Reproducible Research using Jupyter Notebooks:
Workshop Overview

Prerequisites

The course is aimed at graduate students, postdocs, and other researchers who perform computational analysis or work. The material uses basic Python for teaching and illustrating the key concepts. Advanced knowledge of Python is not needed, but some familiarity with Python will aid in absorbing the material.

Workshop Overview

This document provides basic information about Reproducible Science with Jupyter Notebook workshops for instructors:

All of our material is on GitHub with a CC0 copyright waiver: Reproducible Science Curriculum on GitHub

Learning Objectives

The following are the overarching learning objectives for the curriculum.

Workshop outline

A Reproducible Science with Jupyter Notebooks Curriculum workshop currently has five modules:

  1. Introduction
  2. Data and Project Organization
  3. Data Exploration
  4. Automation
  5. Publication and Sharing

I. Introduction

Goals: Students will understand the concept, importance, and components of reproducible research; understand the strengths of Jupyter Notebooks as a tool for reproducible research; be able tp create and navigate through a Jupyter Notebook containing Markdown and Code cells; and be able to know and access the broader Jupyter and Python ecosystems and communities.
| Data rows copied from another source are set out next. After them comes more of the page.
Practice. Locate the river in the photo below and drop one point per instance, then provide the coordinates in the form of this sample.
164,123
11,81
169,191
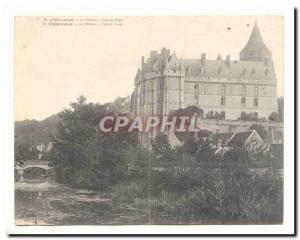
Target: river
49,203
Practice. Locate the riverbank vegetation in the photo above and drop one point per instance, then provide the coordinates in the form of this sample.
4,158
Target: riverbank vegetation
184,185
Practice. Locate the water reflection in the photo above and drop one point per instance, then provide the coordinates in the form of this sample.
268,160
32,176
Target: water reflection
48,203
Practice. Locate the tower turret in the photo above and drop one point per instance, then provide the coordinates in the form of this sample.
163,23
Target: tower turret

Instructor’s skills: Familiarity with Jupyter notebooks; familiarity with markdown; basic python skills.

Materials
Repository: https://github.com/Reproducible-Science-Curriculum/introduction-RR-Jupyter

II. Data and Project Organization

Goals: Students will learn recognizing common data file formats and how to import them into a Jupyter notebook; be able to design and justify a directory structure and file naming convention for a project; be able to move from an empty notebook through exploratory analysis into a more refined script or set of notebooks that communicates results reproducibly.

Instructor’s skills: Good understanding of file organisation in research projects. Understanding of file structure on major operating systems (Windows, Linux/Unix, Mac OS) and the interface/commands for managing files and folders. Understanding of basic file types (binary vs. text). At least a basic overview of how files are stored (and deleted) in different operating systems. Understanding of file and folder naming conventions (names, extensions etc.).

Materials
Repository: https://github.com/Reproducible-Science-Curriculum/organization-RR-Jupyter

III. Data Exploration

Goals: Students will be able to assess the structure and cleanliness of their dataset; be able to describe their findings, translate results, and summarize their thought process in a narrative comprised of Markdown text and Python code in a Jupyter Notebook; learn practices for modifying raw data to prepare a clean data set in a reproducible and documented way; and be able to assess whether their data is “Tidy”, and how to arrange it into a tidy format.

Instructor’s skills:

Materials
Repository: https://github.com/Reproducible-Science-Curriculum/data-exploration-RR-Jupyter

IV. Automation

Goals: Students will learn how to programmatically assemble a manuscript using elements generated by a notebook, including text, headings and figures generated from code and data.

Instructor’s skills: Good understanding of programming concepts, in particular code modularisation, writing and using functions, code reusability and so on. Good understanding of selected software engineering concepts such as project build and automation, code testing, continuous integration and so on. Solid knowledge of Python, Jupyter, and relevant packages (consult the materials for details). Understanding of basic statistical concepts (consult the materials for details).

Materials:
Repository: https://github.com/Reproducible-Science-Curriculum/automation-RR-Jupyter

V. Publication and Sharing

Goals: Students will learn how to export their notebooks in a variety of formats for publication; be able to describe the utility of documentation to themselves and others; be able to describe and compose appropriate and descriptive keywords for a given record; be able to define and describe the importance of unique identifiers for data, publication and software; and learn how to select an appropriate license for their research artifacts.

Instructor’s skills: Understanding of requirements for reproducible publication. Understanding of differences between publication and sharing. Understanding the difference between open and restricted access publication. Overview of tools and repositories for publishing research outputs. Knowledge of different licensing models and ability to discuss major differences between the most commonly used licenses in research.

Materials:
Repository: https://github.com/Reproducible-Science-Curriculum/publication-RR-Jupyter

Workshops held previously

This curriculum is in early development and has not been taught yet.

Ongoing work

These materials are being developed and revised on an ongoing basis. The list of GitHub issues for the Reproducible-Science-Curriculum gives a pretty good idea of what is happening and what needs to be done.